Comparing parallel processing solutions: \(\mathsf {optFS}\) speedup for \(|R|=|S|\)

We next compare all three approaches for the parallel computation of interval joins.Footnote 13 We first report in Fig. 15 the speedup over the single-threaded \(\mathsf {optFS}\) (Sect. 6), while varying the number of available CPU threads; to save space, we omit the results on FLIGHTS and INFECTIOUS since the findings are identical to TAXIS and GREEND, respectively. Overall, we observe that the domain-based paradigm is clearly the most efficient approach, being able to achieve the highest speedup in all cases. In fact, the performance advantage of the domain-based paradigm grows by the number of available threads. This is because the queries benefit increasingly more from domain-based’s ability to significantly reduce the number of endpoint comparisons conducted. In contrast, the number of comparisons under the hash-based paradigm increases, compared even to single-threaded \(\mathsf {optFS}\), as the number of available threads goes up.Footnote 14 Our tests also reveal the role of join selectivity. For the highly selective queries in GREEND and INFECTIOUS, the hash-based paradigm always outperforms no-partitioning, but for the low selectivity joins in BOOKS and WEBKIT, no-partitioning is competitive; in fact, for WEBKIT, it achieves always the second highest speedup. For queries of medium selectivity, i.e., in FLIGHTS and TAXIS, no-partitioning is able to incur a speedup only when up to 5 parallel threads are employed. To understand the behavior of no-partitioning \(\mathsf {optFS}\), we need to discuss two important shortcomings stemming from its master-slaves approach. The first problem is thread starvation; essentially, the master thread cannot create forward scan tasks fast enough for the slaves to run. This is the case with highly selective queries, where the forward scans are too short and hence cheap, as Fig. 6 shows. The second problem is the high number of cache misses incurred by all threads scanning the same data structures in main memory. This problem is amplified when increasing the number of CPU threads used as slaves.
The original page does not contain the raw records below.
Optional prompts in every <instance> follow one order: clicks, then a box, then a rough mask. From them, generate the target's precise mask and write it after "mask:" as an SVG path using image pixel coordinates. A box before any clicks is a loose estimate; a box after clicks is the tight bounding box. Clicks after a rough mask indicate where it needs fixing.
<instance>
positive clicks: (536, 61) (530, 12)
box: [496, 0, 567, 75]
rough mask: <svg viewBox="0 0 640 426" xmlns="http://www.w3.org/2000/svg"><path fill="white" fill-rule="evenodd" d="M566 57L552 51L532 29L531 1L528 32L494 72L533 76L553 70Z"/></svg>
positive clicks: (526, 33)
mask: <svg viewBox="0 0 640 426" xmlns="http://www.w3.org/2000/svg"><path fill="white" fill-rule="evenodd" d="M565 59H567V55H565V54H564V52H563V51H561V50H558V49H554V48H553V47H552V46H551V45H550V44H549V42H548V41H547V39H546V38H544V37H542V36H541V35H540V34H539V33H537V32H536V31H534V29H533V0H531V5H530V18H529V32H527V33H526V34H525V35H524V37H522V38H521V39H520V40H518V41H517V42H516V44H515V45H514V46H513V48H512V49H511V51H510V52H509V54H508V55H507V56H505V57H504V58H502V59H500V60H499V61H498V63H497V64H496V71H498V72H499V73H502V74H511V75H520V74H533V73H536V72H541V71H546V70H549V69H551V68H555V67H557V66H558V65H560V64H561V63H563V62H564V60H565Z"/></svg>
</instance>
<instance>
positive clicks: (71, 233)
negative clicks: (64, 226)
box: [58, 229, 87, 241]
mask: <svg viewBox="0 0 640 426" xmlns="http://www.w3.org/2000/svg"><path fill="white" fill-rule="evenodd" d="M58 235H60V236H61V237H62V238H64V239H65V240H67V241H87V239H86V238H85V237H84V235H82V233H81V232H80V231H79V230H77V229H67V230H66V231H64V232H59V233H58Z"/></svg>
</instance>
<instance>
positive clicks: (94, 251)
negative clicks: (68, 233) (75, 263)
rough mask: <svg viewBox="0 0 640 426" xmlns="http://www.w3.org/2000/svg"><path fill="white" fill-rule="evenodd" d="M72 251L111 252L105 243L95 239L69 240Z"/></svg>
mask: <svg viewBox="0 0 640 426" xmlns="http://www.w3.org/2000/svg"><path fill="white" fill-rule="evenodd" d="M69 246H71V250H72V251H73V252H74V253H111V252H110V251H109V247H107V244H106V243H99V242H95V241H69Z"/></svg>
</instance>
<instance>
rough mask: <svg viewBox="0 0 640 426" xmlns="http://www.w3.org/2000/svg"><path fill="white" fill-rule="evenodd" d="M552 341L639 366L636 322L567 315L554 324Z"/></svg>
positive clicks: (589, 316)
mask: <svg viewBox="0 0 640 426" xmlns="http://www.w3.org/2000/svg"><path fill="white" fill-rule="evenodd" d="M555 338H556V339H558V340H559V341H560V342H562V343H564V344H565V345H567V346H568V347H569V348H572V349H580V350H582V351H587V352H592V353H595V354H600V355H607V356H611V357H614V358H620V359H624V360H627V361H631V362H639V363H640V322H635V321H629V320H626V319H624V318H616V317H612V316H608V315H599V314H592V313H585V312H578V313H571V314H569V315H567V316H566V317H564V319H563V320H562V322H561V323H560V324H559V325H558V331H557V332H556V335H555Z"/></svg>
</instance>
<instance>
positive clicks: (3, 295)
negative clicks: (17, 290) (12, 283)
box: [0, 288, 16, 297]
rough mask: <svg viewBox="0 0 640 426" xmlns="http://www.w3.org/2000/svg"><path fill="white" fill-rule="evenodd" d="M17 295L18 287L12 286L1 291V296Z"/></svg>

Finally, we report in Fig. 16 the total execution time for each approach while varying the |R|/|S| ratio of the input collections; for these tests, we used up to 20 threads. As expected all approaches are affected by increasing the input size; their execution time rises. Nevertheless, the domain-based paradigm outperforms both the hash-based and no-partitioning in every test.

Fig. 16
figure 16

Comparing parallel processing solutions: \(\mathsf {optFS}\) running time for 20 threads

10 Conclusions and future work

In this paper, we targeted the efficient in-memory computation of interval overlap joins. Under single-threaded evaluation, we studied \(\mathsf {FS}\), a simple and efficient algorithm based on plane sweep that does not rely on any special data structures. We proposed four novel optimizations for \(\mathsf {FS}\) that greatly accelerate the algorithm in practice. Our experimental analysis showed that a self-tuning version of \(\mathsf {FS}\) which automatically selects and applies the most appropriate optimizations is competitive or even faster than the state-of-the-art. For parallel join evaluation, we proposed (i) a master-slaves approach that does not physically partition the inputs and (ii) a domain-based partitioning computation framework. Under the latter, each partition-join is broken down to five independent mini-joins which can be greedily assigned to the available CPU threads achieving a high degree of load balancing. Our experiments showed that our domain-based partitioning framework for parallel joins significantly outperforms both our no-partitioning approach and the hash-based framework of [29] while also scaling well with the number of available threads. In the future, we plan to study interval joins in stream processing. Also, we intend to investigate novel indexing structures for interval queries and joins.